Bireylerin eşit şartlarda eğitim görmelerinin sağlanmasına eğitimde fırsat eşitliği denmektedir. Bu şart genellikle eğitimin fiziki ortamlarından başlamakta, öğretmen atamalarıyla devam etmektedir.
            Cumhuriyetin 86.yılında bunun ne derecede sağlandığı sürekli araştırmalara ve tartışmalara konu olmaktadır. Merkezi yönetimlerin bu kadar güçlü olduğu bir ülkede bu eşitsizlikleri gidermek hiç de kolay değildir.
            Ben bugünkü yazımda eğitimde dikkatlerden kaçan ve fırsat eşitliğine aykırı olduğunu düşündüğüm iki hususa dikkat çekmeye çalışacağım.
            Birincisi, özel okullarda okuyan öğrencilerin ücretsiz kitap hizmetinden faydalanamamalarıdır. Bu öğrencilerin velileri ne kadar zengin olurlarsa olsunlar yapılan bu uygulama öğrencilerde ayrımcılığı körüklemektedir. Bütçesinden eğitime büyük oranlarda para ayıran, çocuklarını okutmak için birikimlerini harcayan anne babalara bir haksızlık da sistem tarafından yapılmaktadır. Ülkemizde özel okullarda okuyan öğrencilerin oranı bu kadar düşükken ve devlet okullarının mevcutları da ortalama 50 öğrenci civarında seyrederken bu uygulamayı anlamak mümkün değildir. 16 milyon öğrenci için kitap basan Milli Eğitim Bakanlığı bu rakama 500 bin kişi daha eklese ne çok mu fakirleşecek? Bu aileleri desteklemek gerekmez mi? Aynı şekilde devlet okulunda bursluluğu kazanan bir öğrenci bir özel okula nakil gittiğinde kazandığı bu burs kesilmektedir. Bu da öğrenciye yapılacak en büyük haksızlıklardan biri değil mi? Öncelikle öğrenci bu bursu çalışmasının karşılığı olarak almaktadır. Bunun kesilmesi hangi amaca hizmet etmektedir, anlamadım.

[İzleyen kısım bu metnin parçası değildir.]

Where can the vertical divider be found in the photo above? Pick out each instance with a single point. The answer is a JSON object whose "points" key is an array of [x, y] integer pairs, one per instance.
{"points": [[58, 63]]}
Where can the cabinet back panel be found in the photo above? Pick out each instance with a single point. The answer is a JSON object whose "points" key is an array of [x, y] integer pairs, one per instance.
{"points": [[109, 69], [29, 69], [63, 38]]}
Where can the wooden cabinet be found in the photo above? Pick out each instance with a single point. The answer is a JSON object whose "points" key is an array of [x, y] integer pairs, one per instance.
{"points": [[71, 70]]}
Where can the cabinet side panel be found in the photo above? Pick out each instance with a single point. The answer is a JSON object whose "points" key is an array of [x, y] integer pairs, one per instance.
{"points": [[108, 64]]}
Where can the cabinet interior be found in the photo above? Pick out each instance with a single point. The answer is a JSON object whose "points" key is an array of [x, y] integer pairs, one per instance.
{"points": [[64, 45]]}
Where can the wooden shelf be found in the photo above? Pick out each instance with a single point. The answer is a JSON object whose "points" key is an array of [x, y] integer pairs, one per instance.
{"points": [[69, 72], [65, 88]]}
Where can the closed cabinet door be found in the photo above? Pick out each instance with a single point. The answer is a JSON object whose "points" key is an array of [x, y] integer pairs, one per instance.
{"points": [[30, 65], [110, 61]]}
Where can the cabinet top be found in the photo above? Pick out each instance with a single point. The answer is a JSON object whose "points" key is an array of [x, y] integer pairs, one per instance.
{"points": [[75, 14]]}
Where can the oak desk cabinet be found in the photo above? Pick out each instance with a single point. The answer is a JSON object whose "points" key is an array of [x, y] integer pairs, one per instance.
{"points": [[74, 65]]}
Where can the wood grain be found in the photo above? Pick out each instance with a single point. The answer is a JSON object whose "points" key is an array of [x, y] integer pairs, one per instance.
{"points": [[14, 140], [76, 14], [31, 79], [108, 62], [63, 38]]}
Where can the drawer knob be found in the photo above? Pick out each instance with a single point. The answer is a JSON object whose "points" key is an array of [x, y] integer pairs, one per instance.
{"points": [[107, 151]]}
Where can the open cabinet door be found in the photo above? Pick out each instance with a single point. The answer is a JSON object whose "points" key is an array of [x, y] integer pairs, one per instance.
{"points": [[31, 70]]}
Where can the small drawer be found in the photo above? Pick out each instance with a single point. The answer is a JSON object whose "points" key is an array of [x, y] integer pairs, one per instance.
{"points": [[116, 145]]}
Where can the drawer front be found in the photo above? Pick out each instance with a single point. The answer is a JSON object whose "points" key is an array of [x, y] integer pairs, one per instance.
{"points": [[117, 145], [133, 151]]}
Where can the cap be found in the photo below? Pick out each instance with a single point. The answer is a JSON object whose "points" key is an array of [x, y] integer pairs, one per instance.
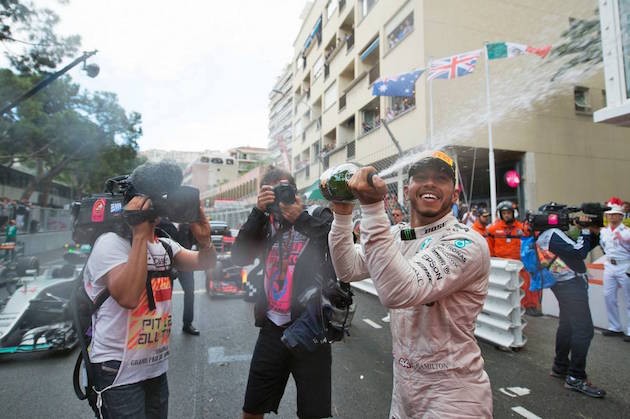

      Diğer bir husus da Üniversitelerin İkinci Öğretim Bölümlerini kazanan öğrencilere harç kredisinin verilmemesidir. Devlet zaten bu parayı öğrencinin mezuniyetinden iki sene sonra tahsil etmektedir. Canla başla çalışıp bir yüksek öğretim kurumuna yerleşen öğrencileri adeta cezalandırmak değil midir yapılan? Zengin ailelerin çocukları zaten özel üniversitelerde ya da yurt dışında okumaktadır. Onların bu paraya da ihtiyaçları yoktur. Ama çoğunluğu orta gelir düzeyinde ve fakir ailelerin çocukları bu parayı ödemeye mahkûm edilmektedirler. Üniversitede bir öğrenciyi okutmanın maliyetini okuyucularım herhalde benden iyi bilmektedirler. Kredi ve Yurtlar Kurumu bu kararını bir kez daha gözden geçirmesinde fayda vardır.
      Eğitimde esas olan kaliteli eğitim imkânları ve ortamları sunarak kendine güvenen, bilgiyle birlikte hayatı da tanıyan bireyler yetiştirmektir. Herkesin gelir durumuna göre belirli bir hayat standartında yaşaması doğaldır. Doğal olmayan çok basit gerekçelerle eğitim çağındaki çocuklar arasında eşitsizliği yaymaktır.